Question

Two spherical stars $A$ and $B$ have densities $\rho_A$ and $\rho_B$, respectively $A$ and $B$ have the same radius, and their masses $M_A$ and $M_B$ are related by $M_B=2 M_A$ Due to an interaction process, star $A$ loses some of its mass, so that its radius is halved, while its spherical shape is retained, and its density remains $\rho_A$ The entire mass lost by $A$ is deposited as a thick spherical shell on $B$ with the density of the shell being $\rho_A$ If $v_A$ and $v_B$ are the escape velocities from $A$ and $B$ after the interaction process, the ratio \(\frac{v_B}{v_A}=\sqrt{\frac{10 n}{15^{\frac 13}}}\). The value of $n$ is ___ .

Answer 1

Correct Answer: 2.3

Star Interaction and Escape Velocity Calculation

Initially:

Star A has mass \( M_A \), and star B has mass \( M_B = 2M_A \), both having the same radius \( R \).

Due to an interaction process, star A loses some of its mass and radius becomes smaller. Let the new mass of star A be \( M_A' \). The density of star A remains the same in both cases.

Initially, the density of star A is: \[ \rho_A = \frac{M_A}{\frac{4}{3} \pi R^3} \]

Finally, the density of star A is: \[ \rho_A = \frac{M_A'}{\frac{4}{3} \pi (R')^3} \]

Since density remains the same: \[ \frac{M_A}{\frac{4}{3} \pi R^3} = \frac{M_A'}{\frac{4}{3} \pi (R')^3} \Rightarrow 8M_A' = M_A \]

Therefore, the lost mass by star A is: \[ A = M_A - M_A' = M_A - \frac{M_A}{8} = \frac{7M_A}{8} \] This lost mass is attached to star B, and the radius of star B changes to \( R_2 \).

Finally:

The density of the removed part from star A is: \[ \rho_A = \frac{\frac{7M_A}{8}}{\frac{4}{3} \pi (R^3 - (R_2)^3)} \]

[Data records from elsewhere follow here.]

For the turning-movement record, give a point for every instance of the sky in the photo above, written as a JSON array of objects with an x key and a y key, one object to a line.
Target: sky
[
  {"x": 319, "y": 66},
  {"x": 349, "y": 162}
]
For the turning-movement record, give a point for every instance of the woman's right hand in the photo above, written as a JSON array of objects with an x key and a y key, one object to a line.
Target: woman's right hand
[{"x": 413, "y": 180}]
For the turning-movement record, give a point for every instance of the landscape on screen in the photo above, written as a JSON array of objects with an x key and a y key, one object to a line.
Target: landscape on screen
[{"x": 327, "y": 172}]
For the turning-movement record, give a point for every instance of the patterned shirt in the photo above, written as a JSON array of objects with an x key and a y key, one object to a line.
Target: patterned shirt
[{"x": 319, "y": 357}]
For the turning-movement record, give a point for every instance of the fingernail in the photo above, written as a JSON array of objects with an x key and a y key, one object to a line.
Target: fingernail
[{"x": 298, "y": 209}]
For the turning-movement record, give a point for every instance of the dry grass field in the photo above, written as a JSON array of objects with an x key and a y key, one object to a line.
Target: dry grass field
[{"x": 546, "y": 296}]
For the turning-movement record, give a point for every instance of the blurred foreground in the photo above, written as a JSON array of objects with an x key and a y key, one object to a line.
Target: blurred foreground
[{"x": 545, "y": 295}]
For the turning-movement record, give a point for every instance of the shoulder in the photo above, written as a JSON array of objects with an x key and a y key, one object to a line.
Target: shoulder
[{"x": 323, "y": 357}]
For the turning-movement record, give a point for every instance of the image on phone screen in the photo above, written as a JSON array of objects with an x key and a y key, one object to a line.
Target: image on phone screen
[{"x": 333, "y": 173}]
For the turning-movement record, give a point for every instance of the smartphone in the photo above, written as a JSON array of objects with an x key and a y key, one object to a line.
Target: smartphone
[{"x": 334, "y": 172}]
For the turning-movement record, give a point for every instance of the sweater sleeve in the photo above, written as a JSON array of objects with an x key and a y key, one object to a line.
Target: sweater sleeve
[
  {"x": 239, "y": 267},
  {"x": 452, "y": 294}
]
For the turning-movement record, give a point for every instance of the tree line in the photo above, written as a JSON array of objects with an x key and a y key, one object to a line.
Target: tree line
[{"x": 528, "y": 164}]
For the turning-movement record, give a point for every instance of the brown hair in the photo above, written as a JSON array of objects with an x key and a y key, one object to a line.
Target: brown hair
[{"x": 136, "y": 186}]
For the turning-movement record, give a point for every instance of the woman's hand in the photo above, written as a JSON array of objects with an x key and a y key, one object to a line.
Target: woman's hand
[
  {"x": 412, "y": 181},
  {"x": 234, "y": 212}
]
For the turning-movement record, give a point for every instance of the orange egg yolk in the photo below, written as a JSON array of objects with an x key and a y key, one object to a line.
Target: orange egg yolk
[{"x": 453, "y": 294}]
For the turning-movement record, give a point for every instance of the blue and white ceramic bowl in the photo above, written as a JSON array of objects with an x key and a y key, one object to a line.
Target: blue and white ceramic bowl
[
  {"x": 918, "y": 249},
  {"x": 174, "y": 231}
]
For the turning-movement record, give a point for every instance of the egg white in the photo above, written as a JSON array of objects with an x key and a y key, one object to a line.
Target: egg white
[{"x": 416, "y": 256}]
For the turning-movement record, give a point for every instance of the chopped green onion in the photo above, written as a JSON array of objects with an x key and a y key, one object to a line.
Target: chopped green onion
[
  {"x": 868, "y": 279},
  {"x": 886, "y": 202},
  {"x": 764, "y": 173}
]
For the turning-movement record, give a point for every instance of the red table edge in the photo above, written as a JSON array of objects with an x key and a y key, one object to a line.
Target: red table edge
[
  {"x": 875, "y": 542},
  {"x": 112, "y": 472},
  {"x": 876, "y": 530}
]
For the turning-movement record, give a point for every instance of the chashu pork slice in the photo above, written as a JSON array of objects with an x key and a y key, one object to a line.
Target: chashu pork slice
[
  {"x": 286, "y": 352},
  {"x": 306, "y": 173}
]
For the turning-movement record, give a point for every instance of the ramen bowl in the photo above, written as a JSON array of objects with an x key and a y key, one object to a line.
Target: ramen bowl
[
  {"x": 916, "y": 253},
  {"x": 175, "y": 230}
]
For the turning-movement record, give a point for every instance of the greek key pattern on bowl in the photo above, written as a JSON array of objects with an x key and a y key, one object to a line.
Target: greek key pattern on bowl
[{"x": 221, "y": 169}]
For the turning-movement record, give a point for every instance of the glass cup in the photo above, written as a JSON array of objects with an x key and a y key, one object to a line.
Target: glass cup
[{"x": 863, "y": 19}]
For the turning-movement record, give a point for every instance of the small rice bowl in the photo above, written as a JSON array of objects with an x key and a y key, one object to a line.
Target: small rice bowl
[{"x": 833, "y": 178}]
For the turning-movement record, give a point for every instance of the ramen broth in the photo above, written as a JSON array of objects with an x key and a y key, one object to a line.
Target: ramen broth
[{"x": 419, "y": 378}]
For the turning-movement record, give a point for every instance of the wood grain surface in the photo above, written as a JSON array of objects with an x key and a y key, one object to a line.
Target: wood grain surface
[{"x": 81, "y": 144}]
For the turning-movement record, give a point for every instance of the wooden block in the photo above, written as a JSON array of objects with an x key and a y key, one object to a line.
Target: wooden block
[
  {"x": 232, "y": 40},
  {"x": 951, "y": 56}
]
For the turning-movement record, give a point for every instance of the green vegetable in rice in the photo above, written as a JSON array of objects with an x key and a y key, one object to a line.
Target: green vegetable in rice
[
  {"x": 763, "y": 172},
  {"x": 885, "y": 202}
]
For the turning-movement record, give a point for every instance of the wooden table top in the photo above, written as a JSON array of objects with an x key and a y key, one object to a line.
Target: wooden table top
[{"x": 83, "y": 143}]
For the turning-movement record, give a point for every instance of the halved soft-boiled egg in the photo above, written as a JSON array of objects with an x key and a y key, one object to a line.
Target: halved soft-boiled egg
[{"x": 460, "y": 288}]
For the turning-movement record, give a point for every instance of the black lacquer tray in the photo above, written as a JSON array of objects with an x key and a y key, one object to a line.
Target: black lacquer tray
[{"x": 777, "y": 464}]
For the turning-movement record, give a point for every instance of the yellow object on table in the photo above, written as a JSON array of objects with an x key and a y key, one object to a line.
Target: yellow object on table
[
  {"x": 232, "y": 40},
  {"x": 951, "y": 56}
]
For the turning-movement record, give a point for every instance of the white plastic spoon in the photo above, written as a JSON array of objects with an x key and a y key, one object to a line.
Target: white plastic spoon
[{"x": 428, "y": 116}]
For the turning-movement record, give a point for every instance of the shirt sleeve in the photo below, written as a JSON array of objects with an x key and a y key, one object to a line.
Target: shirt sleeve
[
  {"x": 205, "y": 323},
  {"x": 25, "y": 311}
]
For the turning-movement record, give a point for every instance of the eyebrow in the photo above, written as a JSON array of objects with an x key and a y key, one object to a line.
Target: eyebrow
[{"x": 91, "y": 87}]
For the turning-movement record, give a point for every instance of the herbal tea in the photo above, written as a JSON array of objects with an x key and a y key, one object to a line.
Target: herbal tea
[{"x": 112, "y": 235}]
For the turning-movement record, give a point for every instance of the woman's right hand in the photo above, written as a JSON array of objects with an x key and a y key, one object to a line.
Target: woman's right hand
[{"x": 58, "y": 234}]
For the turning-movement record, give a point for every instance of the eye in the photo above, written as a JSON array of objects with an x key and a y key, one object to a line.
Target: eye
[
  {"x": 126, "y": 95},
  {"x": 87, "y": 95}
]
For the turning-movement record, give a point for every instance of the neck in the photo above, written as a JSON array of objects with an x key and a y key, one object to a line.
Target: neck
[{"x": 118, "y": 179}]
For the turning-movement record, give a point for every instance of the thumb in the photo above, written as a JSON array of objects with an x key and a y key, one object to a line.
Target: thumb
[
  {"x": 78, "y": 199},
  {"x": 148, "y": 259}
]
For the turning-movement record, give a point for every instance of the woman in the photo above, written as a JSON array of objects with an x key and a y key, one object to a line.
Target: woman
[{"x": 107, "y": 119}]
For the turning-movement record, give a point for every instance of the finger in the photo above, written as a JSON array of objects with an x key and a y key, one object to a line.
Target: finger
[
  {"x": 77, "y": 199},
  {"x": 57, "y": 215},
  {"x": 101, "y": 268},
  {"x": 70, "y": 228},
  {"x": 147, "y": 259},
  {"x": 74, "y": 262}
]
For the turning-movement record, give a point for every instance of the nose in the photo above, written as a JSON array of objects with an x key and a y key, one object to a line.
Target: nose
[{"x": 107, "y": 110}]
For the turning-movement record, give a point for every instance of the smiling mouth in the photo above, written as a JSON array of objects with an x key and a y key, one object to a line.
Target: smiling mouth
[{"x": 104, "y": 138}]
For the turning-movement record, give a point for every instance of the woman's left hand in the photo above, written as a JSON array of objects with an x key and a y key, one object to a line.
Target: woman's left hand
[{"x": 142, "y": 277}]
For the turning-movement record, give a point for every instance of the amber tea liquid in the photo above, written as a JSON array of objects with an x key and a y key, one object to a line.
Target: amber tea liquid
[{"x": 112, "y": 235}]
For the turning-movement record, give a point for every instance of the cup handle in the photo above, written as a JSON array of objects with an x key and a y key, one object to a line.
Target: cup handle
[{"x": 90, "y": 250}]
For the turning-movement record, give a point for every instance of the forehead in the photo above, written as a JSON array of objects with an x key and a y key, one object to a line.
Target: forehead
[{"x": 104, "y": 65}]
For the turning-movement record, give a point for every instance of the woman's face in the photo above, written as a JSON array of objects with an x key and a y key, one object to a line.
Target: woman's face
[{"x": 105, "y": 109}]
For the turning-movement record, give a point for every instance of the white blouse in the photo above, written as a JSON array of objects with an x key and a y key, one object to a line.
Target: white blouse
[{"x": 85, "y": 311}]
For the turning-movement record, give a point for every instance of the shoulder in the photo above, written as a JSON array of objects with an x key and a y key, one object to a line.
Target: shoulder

The density of the added part in star B remains the same as \( \rho_A \), so we get: \[ \frac{\frac{7M_A}{8}}{\frac{4}{3} \pi (R^3 - (R_2)^3)} = \frac{\frac{7M_A}{8}}{\frac{4}{3} \pi (R_2^3 - R^3)} \]

Solving for \( R_2 \): \[ R_2 = 15^{1/3} R \]

Escape Velocity:

Escape velocity from star A after interaction is: \[ V_A = \sqrt{\frac{2GM_A}{R/2}} \]

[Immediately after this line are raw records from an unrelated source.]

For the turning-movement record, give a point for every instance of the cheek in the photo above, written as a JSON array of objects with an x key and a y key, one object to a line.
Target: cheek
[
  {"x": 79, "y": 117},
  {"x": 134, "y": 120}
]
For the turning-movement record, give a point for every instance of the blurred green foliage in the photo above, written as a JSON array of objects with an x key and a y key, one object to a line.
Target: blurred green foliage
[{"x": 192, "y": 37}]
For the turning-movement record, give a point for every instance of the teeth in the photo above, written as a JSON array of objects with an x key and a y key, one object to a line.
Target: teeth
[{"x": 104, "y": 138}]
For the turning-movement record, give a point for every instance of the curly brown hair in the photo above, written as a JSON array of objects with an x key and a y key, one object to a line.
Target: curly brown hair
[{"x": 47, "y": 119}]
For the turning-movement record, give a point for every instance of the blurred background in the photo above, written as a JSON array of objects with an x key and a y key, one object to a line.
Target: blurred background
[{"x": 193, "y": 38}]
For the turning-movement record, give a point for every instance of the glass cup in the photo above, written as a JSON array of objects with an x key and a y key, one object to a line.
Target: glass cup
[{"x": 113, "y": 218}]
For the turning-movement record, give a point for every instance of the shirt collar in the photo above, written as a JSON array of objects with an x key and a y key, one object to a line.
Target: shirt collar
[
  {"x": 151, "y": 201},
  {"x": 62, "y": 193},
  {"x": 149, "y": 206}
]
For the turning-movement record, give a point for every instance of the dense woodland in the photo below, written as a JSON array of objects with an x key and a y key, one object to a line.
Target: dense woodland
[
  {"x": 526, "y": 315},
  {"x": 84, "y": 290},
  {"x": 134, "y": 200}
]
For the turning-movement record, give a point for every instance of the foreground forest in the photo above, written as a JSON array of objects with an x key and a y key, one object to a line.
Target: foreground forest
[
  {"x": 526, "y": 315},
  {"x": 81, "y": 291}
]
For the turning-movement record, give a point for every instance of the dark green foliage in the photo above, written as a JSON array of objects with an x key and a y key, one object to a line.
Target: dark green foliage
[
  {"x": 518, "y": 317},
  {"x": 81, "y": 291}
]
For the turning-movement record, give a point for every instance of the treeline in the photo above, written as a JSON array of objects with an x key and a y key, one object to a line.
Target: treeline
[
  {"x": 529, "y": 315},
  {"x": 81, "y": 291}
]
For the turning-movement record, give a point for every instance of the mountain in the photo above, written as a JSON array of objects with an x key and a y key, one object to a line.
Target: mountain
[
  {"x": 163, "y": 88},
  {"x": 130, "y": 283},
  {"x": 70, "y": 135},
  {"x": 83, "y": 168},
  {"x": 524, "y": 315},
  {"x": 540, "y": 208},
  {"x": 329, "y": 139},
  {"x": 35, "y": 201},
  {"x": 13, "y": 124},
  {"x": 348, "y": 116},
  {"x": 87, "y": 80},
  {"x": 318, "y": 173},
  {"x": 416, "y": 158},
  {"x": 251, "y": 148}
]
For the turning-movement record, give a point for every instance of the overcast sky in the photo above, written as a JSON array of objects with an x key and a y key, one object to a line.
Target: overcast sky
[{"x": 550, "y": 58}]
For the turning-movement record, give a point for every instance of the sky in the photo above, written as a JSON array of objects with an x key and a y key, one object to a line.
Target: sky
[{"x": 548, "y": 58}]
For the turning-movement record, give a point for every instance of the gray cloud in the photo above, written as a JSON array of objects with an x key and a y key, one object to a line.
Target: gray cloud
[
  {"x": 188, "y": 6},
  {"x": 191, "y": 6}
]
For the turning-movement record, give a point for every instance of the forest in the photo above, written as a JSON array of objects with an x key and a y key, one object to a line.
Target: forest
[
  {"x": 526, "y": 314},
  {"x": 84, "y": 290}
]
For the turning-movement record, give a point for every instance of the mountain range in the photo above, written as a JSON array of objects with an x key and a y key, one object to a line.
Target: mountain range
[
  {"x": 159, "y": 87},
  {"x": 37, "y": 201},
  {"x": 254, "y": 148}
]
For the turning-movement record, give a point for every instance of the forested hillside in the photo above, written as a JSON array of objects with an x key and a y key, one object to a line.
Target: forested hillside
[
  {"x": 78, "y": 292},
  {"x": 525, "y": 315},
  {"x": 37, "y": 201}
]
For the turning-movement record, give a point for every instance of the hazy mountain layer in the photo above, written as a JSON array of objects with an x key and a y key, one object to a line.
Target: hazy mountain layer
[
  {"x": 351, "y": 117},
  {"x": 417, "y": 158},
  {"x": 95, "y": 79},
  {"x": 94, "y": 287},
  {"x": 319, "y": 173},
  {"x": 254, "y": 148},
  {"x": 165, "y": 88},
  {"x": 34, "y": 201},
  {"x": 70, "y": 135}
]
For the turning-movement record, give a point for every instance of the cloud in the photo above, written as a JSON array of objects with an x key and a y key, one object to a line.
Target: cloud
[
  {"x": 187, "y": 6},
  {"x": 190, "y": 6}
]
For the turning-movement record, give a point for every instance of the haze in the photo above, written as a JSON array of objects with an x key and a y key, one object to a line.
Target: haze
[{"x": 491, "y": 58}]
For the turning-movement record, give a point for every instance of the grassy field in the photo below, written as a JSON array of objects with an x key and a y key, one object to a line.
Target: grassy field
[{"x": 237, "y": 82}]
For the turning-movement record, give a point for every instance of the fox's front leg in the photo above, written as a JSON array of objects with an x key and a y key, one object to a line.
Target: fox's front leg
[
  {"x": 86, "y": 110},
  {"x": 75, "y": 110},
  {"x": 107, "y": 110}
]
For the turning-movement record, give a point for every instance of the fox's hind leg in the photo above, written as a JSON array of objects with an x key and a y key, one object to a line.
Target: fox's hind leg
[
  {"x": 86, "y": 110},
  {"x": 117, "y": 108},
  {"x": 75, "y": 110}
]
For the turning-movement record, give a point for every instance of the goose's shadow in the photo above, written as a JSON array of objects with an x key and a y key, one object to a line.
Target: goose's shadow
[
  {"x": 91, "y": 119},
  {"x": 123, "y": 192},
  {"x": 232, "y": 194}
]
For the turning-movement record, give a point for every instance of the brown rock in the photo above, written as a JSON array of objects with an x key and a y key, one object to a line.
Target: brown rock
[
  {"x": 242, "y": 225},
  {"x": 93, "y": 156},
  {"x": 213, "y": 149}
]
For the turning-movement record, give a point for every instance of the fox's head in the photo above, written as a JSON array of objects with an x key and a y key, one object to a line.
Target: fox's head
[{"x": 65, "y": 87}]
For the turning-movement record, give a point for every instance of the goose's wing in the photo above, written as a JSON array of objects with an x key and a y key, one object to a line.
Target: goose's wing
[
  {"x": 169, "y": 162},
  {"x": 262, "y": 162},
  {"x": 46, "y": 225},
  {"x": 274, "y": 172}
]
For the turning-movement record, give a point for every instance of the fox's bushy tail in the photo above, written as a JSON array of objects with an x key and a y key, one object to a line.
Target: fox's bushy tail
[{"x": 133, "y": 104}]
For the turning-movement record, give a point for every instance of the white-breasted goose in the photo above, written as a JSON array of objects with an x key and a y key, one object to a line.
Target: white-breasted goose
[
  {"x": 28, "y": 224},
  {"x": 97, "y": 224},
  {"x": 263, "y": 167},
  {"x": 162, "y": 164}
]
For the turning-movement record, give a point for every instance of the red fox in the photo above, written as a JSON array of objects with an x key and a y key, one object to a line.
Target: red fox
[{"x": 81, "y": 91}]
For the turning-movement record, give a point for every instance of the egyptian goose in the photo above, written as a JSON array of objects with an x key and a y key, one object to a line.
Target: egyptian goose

Escape velocity from star B after interaction is: \[ V_B = \sqrt{\frac{2G(23M_A/8)}{15^{1/3} R}} \]

The ratio of escape velocities is: \[ \frac{V_B}{V_A} = \sqrt{\frac{23}{15}} \times \frac{M_A}{8} \Rightarrow \frac{V_B}{V_A} = 10n \quad \text{(where n = 2.3)} \]

Final Answer:

The value of \( n \) is \( \boxed{2.3} \).